Searching for Jobs in Germany
The process of searching for a job will largely depend on the type of industry and role being sought by the applicant. Much like in other countries, Job Centres are run by government agencies, which provide a wide variety of job listings to browse. These agencies can not only help applicants find a suitable job, but also assist with applications for unemployment welfare and additional training.
Aside from this central agency, there are also a number of privatised companies offering their own recruitment services across different regions of the country. Some of these specialise in positions of a specific industry or seniority, though on the whole, there are many that would prove useful in helping applicants to filter out jobs for which they would be ineligible, whether that be due to a mismatch in skills or transferable qualifications, or a language barrier.

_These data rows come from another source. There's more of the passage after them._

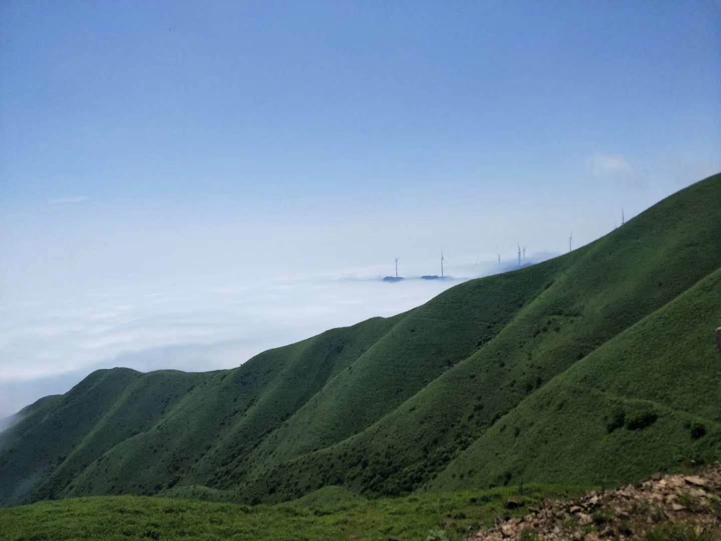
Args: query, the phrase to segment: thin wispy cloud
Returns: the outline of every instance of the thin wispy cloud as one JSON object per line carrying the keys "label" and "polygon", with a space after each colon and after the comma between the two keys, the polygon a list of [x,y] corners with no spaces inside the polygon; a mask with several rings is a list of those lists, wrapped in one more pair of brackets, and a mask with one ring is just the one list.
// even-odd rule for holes
{"label": "thin wispy cloud", "polygon": [[596,154],[587,162],[588,168],[594,176],[618,177],[633,171],[631,164],[621,154]]}
{"label": "thin wispy cloud", "polygon": [[50,205],[68,205],[90,201],[89,195],[74,195],[73,197],[53,197],[48,200]]}

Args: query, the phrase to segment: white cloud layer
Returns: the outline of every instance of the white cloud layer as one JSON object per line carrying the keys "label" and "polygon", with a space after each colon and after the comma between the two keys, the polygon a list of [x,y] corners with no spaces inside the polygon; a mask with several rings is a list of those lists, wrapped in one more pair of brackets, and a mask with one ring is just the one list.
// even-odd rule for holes
{"label": "white cloud layer", "polygon": [[596,154],[588,159],[587,164],[596,177],[616,177],[630,173],[633,168],[621,154]]}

Outside of formal agencies, there are routinely classified job advertisements placed in national newspapers, with Saturday and Sunday being common days on which the positions are updated. Typically, the more junior roles are posted within local newspapers, making them a good match for job seekers looking for roles within a specific region or city. There are, of course, other options, such as career fairs and trade fairs. Applicants may even want to consider approaching companies directly, whether that be through their various online channels, or via direct contact information found on the company websites.
Locating Jobs Online
Thanks to the benefits of the internet, it’s very easy to find a wide number of positions online, through the use of search engines. Not only is this quick and convenient, but it allows applicants to diversify their job search across a wider region of Germany, though applicants should bear in mind that there may be less detailed information available than they’re used to, when compared to job seeking within their native country. In these situations, it’s considered good practice to get in touch with the hiring company for further information.